Wenn du es dann aber im x-ten Versuch tatsächlich einmal geschafft hast, dann überkommt dich so ein Gefühl von Stolz, von Kraft und Genugtuung, das seinesgleichen sucht. Deine eigenen Kinder zu zähmen, ohne die Mama zähneknirschend um Hilfe bitten zu müssen, ist für deine eigene persönliche Entwicklung, deine Legitimation als Vater (im Gegensatz zum „nur“-Erzeuger) ein unendlich bedeutender Schritt. Genauso wie beim Bewältigen anderer Erlebnisse: die erste blutende Nase, die ersten 41 Grad Fieber, der erste kindliche Wutanfall im Discounter. Diese Situationen als Vater allein zu meistern, machen aus dir diesen wahren, echten Helden, diesen Superman, den deine Kinder in dir sehen und dich dafür anhimmeln und verehren werden.

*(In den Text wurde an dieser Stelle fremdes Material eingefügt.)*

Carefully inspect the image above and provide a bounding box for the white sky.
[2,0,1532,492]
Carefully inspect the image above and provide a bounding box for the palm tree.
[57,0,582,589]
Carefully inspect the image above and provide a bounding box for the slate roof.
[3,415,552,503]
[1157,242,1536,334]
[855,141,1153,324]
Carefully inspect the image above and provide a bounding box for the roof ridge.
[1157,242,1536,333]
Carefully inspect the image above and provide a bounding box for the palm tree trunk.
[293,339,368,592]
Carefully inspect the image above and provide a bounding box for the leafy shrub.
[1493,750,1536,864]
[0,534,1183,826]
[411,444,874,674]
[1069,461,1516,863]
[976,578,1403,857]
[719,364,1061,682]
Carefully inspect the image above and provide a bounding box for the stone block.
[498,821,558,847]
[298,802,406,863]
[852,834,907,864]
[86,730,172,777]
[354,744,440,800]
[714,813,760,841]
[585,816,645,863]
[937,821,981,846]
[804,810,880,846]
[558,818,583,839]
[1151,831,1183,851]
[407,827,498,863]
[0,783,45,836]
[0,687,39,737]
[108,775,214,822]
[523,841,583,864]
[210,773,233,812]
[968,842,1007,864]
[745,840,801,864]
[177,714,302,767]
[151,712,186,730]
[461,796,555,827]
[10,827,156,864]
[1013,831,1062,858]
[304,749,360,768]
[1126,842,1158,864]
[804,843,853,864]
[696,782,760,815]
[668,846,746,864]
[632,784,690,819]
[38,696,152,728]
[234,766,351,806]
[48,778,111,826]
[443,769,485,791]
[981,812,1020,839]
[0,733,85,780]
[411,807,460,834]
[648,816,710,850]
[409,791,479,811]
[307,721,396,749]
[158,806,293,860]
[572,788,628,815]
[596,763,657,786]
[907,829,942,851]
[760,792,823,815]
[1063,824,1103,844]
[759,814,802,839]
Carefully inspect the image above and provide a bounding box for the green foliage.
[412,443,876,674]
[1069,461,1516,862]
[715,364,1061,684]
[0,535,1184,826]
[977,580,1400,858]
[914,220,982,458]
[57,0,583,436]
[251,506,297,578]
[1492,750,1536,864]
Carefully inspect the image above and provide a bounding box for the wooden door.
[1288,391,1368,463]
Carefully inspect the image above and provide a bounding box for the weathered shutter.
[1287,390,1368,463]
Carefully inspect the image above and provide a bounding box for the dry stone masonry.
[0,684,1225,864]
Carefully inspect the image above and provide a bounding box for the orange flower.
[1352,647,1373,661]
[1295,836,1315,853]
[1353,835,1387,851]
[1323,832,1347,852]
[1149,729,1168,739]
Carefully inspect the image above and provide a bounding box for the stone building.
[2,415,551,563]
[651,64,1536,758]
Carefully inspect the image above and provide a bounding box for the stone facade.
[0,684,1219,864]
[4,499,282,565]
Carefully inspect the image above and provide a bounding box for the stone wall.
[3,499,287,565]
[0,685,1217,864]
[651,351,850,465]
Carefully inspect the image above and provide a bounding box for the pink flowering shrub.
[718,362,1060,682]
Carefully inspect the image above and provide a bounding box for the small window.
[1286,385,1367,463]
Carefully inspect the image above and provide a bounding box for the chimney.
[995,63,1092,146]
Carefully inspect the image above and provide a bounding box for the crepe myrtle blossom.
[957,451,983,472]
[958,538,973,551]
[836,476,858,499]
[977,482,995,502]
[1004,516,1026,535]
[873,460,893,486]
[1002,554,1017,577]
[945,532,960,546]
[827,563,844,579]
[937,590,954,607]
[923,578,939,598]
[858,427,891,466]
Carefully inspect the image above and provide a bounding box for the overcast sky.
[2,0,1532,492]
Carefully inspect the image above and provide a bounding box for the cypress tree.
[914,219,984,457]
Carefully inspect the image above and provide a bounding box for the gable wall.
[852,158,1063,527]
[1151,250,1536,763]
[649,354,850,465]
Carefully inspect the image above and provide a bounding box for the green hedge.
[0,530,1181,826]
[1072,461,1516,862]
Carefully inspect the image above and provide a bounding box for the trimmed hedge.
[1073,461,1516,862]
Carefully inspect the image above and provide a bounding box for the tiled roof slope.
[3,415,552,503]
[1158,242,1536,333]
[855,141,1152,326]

Letztlich brauchst du dir nur eine Frage stellen, und du kannst erahnen, welche Art Vater du denn eigentlich sein möchtest: Hoffst du, dass deine Kinder später mit ihren Problemen, Sorgen und Nöten an deine Tür klopfen, weil sie in dir den Ratgeber und Retter, das schützende Schild, die tröstende Schulter sehen, an die sie sich anlehnen können oder möchtest du nur im Nachhinein von deiner Frau erfahren, dass Sohnemann eine 6 in Mathe nach Hause gebracht hat oder deine Tochter das erste Mal unglücklich verliebt und mit der Welt fertig ist?! Jeder hört jetzt mal in tief in sich hinein, um sich diese Frage ehrlich zu beantworten. Meinen Glückwunsch!

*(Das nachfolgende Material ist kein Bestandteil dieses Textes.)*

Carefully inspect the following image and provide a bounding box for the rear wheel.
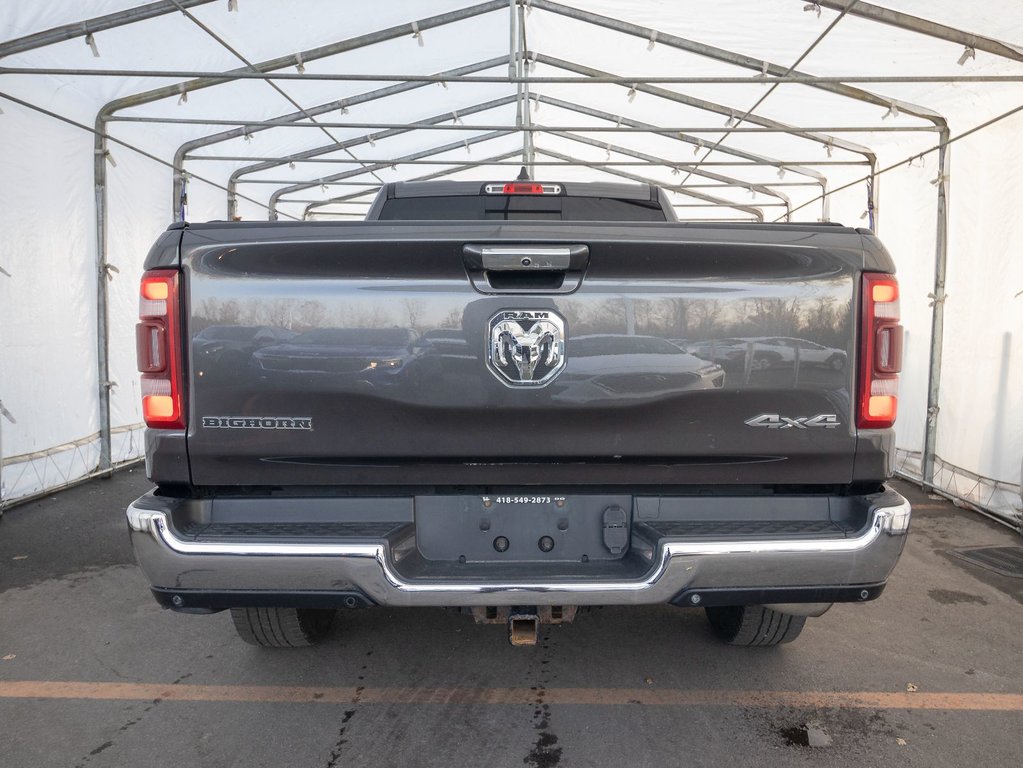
[704,605,806,647]
[229,607,335,648]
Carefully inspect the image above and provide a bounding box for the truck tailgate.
[180,222,863,487]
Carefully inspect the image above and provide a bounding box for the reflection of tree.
[297,300,327,329]
[336,303,394,329]
[741,298,801,336]
[802,297,850,349]
[193,297,336,333]
[688,300,722,338]
[577,299,628,334]
[440,308,462,329]
[259,299,295,329]
[721,296,852,348]
[402,299,424,331]
[194,298,241,333]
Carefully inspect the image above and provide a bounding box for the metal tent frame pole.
[814,0,1023,62]
[118,116,940,132]
[923,135,950,484]
[536,94,832,216]
[541,130,792,216]
[304,150,525,218]
[8,66,1023,86]
[536,147,766,221]
[214,58,514,218]
[270,130,517,217]
[225,93,519,218]
[0,0,217,57]
[170,56,510,216]
[528,2,948,127]
[530,53,880,222]
[205,157,870,167]
[245,89,842,220]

Männer, kommt in die Pötte, reißt euch am Riemen. Vatersein bedeutet so viel mehr als für Kinder da zu sein, wenn man es selbst will. Vatersein bedeutet, da zu sein, wenn deine Kinder es brauchen. Nicht nur, wenn es ihnen gut geht. Sondern vor allem dann, wenn es ihnen schlecht geht. Ich behaupte: Jede einzelne Minute, die du mit deinen Kindern in den ersten Lebensjahren zusätzlich verbringen kannst, wird die Bindung zwischen euch stärken. Auch wenn das Fleisch am Anfang schwach, dein Wille noch schwächer ist, solltest du diese Chance auf jeden Fall ergreifen und jener Vater sein oder werden, den du selbst gern gehabt hättest – oder gar gehabt hast. Nutze diese Chance, viele wirst du nicht bekommen.